They started. At their head rode Olisár on his lazy old horse, repeatedly performing clown tricks, and bawling out a hackneyed operetta air: “Up on the roof of the omnibus,” etc.
“Quick—march!” rang Osadchi’s stentorian voice. The cavalcade increased its pace, and was gradually lost sight of amidst the dust of the high road.
XIII
THE picnic gave no promise of being anything like so pleasant and cheerful as one might have expected from the party’s high spirits at the start. After driving three versts, they halted and got out at Dubetschnaia. By this name was designated a piece of ground hardly fifteen dessyatins in extent, which, sparsely covered with proud, century-old oaks, slowly slanted down towards the strand of a little river. Close thickets of bushes were arrayed beside the mighty trees, and these, here and there, formed a charming frame for the small open spaces covered by the fresh and delicate greenery of spring. In a similar idyllic spot in the oak-woods, servants and footmen, sent on in advance, waited with samovars and baskets.

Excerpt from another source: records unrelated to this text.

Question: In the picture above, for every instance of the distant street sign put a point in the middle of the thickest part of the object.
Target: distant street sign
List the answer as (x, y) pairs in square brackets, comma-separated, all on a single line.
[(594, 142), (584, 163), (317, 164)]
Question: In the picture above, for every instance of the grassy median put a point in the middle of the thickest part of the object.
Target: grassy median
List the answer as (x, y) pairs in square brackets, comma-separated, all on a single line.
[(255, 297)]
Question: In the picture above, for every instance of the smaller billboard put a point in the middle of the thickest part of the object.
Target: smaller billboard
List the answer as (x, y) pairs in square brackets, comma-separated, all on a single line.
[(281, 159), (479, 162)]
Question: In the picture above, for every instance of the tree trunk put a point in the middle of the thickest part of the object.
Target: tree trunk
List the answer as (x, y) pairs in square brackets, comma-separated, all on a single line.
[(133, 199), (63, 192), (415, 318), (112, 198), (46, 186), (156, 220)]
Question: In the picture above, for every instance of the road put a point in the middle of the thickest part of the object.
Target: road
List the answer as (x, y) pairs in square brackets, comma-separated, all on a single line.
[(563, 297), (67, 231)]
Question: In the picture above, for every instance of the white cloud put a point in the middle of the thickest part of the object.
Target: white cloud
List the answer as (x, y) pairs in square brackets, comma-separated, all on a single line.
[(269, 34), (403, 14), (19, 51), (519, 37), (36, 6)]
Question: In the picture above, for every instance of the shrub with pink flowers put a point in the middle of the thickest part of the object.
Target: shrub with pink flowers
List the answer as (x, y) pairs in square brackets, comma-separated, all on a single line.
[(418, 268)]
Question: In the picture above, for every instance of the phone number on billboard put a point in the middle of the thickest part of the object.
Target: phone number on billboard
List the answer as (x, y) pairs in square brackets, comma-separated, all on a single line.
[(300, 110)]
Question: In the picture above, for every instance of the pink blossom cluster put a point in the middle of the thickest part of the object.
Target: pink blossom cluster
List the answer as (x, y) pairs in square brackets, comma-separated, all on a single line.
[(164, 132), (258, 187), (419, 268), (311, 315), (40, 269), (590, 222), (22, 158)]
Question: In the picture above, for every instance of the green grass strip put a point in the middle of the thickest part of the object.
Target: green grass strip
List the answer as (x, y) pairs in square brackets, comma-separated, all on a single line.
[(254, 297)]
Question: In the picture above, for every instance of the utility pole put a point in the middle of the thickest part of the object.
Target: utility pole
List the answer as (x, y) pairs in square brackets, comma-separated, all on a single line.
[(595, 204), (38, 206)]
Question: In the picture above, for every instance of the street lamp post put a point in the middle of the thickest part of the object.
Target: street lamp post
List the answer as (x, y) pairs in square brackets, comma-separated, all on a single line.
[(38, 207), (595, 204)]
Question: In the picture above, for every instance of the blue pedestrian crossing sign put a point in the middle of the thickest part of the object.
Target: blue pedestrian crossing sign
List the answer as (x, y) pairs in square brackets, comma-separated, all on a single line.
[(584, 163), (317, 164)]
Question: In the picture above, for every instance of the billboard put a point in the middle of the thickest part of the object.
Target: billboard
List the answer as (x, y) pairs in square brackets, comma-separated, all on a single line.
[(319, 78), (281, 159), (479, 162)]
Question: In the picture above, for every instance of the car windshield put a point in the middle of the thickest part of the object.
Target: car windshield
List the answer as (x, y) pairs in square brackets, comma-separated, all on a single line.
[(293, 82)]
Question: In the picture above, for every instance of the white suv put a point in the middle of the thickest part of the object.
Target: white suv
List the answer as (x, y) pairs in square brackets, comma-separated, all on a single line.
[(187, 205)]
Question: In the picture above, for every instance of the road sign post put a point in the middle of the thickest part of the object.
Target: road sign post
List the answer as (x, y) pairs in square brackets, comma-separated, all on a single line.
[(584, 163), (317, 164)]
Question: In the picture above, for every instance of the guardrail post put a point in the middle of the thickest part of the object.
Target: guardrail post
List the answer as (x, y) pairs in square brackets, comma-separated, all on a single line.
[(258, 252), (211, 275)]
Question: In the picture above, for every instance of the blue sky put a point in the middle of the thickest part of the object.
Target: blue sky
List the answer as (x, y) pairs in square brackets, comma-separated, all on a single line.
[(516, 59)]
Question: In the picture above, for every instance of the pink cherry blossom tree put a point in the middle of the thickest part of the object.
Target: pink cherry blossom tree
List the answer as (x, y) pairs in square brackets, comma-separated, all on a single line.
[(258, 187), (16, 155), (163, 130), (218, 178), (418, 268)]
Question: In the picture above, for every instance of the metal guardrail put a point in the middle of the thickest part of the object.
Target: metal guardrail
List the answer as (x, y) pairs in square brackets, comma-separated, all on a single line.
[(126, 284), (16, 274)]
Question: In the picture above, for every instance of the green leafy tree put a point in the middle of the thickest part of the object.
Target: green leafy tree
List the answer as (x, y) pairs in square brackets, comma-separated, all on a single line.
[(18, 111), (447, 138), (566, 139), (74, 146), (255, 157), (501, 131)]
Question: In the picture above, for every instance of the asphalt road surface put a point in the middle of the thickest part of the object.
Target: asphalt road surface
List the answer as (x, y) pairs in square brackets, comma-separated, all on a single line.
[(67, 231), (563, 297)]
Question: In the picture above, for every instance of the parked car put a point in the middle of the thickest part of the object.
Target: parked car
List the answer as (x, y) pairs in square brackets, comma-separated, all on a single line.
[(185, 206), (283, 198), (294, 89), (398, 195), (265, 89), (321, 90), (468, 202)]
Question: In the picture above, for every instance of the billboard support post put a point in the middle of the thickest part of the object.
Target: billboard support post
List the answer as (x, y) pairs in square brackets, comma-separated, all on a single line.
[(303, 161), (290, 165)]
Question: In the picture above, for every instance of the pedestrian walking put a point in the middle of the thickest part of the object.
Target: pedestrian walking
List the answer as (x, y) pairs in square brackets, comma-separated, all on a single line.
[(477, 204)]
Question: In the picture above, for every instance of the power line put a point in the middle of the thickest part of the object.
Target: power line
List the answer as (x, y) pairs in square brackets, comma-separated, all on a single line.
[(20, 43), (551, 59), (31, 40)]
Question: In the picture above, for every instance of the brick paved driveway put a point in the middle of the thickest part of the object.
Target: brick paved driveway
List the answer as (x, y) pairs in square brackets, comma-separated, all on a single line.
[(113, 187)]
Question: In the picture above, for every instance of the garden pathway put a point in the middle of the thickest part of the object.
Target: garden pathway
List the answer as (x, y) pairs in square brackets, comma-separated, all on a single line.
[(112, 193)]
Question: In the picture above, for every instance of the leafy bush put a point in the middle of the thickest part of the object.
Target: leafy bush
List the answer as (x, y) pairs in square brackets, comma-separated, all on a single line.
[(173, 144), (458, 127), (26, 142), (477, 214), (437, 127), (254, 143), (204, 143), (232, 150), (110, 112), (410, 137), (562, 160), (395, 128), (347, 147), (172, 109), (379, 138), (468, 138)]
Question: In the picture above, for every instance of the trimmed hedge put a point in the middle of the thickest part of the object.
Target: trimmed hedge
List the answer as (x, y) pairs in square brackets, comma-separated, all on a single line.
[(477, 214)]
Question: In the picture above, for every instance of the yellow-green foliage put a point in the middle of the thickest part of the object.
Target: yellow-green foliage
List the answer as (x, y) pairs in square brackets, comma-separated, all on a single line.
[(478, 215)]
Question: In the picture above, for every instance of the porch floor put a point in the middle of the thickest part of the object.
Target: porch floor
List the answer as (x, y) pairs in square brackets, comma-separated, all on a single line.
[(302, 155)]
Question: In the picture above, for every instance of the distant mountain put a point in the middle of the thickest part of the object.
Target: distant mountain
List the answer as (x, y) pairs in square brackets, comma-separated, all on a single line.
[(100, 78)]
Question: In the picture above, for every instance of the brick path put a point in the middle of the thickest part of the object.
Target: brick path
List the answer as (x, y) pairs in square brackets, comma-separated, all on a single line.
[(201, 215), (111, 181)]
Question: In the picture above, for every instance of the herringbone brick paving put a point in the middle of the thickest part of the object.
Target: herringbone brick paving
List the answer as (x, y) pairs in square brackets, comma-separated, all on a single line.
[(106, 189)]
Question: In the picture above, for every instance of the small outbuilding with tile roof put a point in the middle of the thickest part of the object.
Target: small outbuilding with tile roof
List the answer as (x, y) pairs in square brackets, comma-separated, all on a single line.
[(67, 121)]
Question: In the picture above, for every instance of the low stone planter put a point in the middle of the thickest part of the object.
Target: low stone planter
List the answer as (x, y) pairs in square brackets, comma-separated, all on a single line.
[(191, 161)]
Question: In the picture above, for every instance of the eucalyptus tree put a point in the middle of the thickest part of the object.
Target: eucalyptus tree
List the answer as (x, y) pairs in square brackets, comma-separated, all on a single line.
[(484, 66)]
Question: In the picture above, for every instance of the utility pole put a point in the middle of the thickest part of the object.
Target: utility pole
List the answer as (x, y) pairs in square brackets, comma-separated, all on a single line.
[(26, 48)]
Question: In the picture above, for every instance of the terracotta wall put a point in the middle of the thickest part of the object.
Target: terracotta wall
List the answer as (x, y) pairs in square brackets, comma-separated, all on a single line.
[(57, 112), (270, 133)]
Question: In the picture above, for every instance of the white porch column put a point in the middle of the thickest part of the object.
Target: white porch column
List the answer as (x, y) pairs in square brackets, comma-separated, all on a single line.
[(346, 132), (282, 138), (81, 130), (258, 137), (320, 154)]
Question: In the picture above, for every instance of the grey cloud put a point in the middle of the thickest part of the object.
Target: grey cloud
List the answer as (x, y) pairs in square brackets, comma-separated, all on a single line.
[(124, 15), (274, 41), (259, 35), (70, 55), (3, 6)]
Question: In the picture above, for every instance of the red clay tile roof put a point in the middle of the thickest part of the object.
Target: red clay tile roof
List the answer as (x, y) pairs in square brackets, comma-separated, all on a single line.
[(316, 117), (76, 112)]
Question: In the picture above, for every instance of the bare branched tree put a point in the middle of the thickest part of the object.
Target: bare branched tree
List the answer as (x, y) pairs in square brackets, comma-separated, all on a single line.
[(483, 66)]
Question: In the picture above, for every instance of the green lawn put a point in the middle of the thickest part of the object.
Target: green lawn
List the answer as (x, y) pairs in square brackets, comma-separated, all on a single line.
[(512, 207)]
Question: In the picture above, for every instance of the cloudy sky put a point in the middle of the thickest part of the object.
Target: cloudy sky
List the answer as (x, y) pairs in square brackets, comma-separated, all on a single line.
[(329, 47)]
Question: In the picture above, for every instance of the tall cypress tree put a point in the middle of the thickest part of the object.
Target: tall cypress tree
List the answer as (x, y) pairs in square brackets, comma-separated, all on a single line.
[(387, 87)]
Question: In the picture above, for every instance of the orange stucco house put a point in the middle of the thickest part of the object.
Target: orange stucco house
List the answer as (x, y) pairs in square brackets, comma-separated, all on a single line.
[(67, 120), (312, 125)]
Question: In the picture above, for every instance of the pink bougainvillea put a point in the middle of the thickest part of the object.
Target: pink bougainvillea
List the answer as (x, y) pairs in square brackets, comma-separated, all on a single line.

The company assembled around the white tablecloths spread on the grass. The ladies produced plates and cold meat, and the gentlemen helped them, amidst jokes and flirtations. Olisár dressed himself up as a cook by putting on a couple of serviettes as cap and apron. After much fun and ceremony, the difficult problem of placing the guests was solved, in which entered the indispensable condition that the ladies should have a gentleman on each side. The guests half-reclined or half-sat in rather uncomfortable positions, which was appreciated by all as being something new and interesting, and which finally caused the ever-silent Lieschtschenko to astonish those present, amidst general laughter, by the following famous utterance: “Here we lie, just like the old Greek Romans.”
Shurochka had on one side Taliman, on the other side Romashov. She was unusually cheerful and talkative, nay, sometimes in such high spirits that the attention of many was called to it. Romashov had never found her so bewitching before. He thought he noticed in her something new, something emotional and passionate, which feverishly sought an outlet. Sometimes she turned without a word to Romashov and gazed at him intently for half a second longer than was strictly proper, and he felt then that a force, mysterious, consuming, and overpowering, gleamed from her eyes.
Osadchi, who sat by himself at the end of the improvised table, got on his knees. After tapping his knife against the glass and requesting silence, he said, in a deep bass voice, the heavy waves of sound from which vibrated in the pure woodland air—
“Gentlemen, let us quaff the first beaker in honour of our fair hostess, whose name-day it is. May God vouchsafe her every good—and the rank of a General’s consort.”
And after he had raised the great glass, he shouted with all the force of his powerful voice—
“Hurrah!”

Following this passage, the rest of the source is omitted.